Die Circus-Aktie kämpft sich am Dienstag mit einem Plus von 6,08 Prozent auf 2,18 Euro zurück, nachdem sie in den vergangenen 30 Tagen rund 64,38 Prozent ihres Wertes verloren hat. Der Rebound kommt nicht von ungefähr: Nach einer heftigen Gewinnwarnung und einer drastischen Kurszielsenkung durch das Analysehaus Montega hatte die Aktie zuletzt kaum noch Boden unter den Füßen.

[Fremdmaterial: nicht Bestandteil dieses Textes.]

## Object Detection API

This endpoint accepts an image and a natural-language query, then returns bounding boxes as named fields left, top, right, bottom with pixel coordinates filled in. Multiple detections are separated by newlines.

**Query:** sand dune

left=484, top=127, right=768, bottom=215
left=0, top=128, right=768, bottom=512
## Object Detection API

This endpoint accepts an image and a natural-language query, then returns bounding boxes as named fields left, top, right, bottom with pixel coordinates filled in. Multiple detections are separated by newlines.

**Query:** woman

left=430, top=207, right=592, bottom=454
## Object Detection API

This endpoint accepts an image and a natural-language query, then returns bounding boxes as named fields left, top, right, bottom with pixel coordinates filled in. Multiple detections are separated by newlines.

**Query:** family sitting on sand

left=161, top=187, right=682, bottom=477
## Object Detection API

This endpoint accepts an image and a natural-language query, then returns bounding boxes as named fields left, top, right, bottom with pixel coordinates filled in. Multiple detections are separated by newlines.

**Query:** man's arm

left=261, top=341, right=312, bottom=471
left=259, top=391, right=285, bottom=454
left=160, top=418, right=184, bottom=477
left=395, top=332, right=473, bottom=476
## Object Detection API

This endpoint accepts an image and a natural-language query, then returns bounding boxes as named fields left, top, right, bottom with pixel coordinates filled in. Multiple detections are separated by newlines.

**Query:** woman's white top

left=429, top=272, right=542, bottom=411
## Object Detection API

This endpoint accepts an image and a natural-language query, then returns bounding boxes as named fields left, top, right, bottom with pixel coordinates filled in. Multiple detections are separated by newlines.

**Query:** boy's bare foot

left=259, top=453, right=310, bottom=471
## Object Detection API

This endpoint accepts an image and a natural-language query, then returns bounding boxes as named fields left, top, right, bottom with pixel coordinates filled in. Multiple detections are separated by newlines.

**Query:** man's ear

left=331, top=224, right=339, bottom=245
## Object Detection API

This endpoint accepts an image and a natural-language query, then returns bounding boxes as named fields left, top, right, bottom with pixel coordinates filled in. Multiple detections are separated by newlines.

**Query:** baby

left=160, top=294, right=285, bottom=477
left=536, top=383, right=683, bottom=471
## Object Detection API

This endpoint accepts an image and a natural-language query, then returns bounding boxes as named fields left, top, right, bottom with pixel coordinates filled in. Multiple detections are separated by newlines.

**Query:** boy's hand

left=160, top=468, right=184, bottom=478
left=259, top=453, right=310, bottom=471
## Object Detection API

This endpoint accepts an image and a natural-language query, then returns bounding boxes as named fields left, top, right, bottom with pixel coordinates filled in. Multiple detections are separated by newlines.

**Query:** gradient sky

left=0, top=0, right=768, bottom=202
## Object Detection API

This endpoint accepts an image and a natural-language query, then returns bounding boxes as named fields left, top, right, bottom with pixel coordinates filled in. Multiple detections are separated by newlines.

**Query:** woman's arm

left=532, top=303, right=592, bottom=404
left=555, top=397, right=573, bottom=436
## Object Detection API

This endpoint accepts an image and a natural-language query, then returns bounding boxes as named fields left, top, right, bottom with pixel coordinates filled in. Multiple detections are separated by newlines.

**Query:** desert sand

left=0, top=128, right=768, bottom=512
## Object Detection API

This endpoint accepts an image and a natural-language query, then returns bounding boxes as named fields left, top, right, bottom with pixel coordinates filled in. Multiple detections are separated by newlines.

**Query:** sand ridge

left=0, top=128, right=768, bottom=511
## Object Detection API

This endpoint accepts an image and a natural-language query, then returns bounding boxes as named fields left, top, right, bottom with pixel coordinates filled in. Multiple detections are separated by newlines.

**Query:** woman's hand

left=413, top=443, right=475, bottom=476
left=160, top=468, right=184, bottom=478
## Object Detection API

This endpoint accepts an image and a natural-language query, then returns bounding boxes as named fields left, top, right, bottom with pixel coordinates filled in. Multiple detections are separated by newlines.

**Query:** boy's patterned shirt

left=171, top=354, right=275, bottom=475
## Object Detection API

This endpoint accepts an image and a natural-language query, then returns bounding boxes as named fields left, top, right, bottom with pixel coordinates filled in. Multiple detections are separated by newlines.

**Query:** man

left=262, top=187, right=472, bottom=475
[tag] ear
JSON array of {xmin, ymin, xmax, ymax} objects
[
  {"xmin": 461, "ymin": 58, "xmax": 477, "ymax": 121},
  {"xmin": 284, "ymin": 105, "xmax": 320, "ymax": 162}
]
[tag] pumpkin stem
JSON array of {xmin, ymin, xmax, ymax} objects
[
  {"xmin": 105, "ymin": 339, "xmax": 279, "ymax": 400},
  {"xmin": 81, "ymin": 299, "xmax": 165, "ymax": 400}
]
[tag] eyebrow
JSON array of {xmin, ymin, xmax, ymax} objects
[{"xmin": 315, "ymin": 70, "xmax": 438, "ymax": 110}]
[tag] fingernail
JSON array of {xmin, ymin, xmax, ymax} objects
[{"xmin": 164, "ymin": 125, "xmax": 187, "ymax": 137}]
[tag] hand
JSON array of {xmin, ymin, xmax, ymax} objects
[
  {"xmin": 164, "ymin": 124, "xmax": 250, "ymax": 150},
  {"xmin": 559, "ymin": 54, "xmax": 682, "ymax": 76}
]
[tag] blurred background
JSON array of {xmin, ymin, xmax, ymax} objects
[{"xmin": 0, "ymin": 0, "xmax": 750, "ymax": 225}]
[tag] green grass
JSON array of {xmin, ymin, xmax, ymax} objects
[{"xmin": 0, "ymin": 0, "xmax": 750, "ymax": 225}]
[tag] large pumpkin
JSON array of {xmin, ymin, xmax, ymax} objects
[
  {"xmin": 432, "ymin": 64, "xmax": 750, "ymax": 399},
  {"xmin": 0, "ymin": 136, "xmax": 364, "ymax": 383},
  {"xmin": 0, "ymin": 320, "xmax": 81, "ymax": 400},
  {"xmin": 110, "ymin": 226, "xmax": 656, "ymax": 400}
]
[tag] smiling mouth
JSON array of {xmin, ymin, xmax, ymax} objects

Gewinnwarnung wirft Wachstumspläne über den Haufen
Auslöser der jüngsten Talfahrt war eine Gewinnwarnung, die Circus SE Mitte Juli veröffentlichte. Statt der ursprünglich in Aussicht gestellten Umsatzspanne von 44 bis 55 Millionen Euro rechnet das Unternehmen für 2026 nun nur noch mit 5,2 Millionen Euro Umsatz. Auf der Ergebnisseite droht ein operativer Verlust: Das EBITDA soll bei minus 17 Millionen Euro landen. Die Diskrepanz zwischen ursprünglicher Prognose und neuer Realität zählt zu den massivsten Korrekturen, die zuletzt an der Börse für ein deutsches Robotik- beziehungsweise Verteidigungs-nahes Unternehmen zu beobachten waren.
Montega senkt Kursziel von 10 auf 2,20 Euro
Auf diese Entwicklung reagierte Montega am 20. Juli mit einem deutlichen Schnitt: Das Kursziel wurde von 10,00 Euro auf 2,20 Euro gesenkt, die Einstufung von „Kaufen“ auf „Halten“ zurückgenommen. Damit liegt das neue Kursziel nur noch minimal über dem aktuellen Kursniveau von 2,18 Euro – die Luft nach oben, die Montega der Aktie noch zutraut, ist nach der Neubewertung deutlich geschrumpft. Die Herabstufung markiert einen Bruch mit der bisherigen, deutlich optimistischeren Einschätzung des Analysehauses und dürfte für Anleger, die auf das ursprüngliche Wachstumsversprechen gesetzt hatten, ein Weckruf gewesen sein.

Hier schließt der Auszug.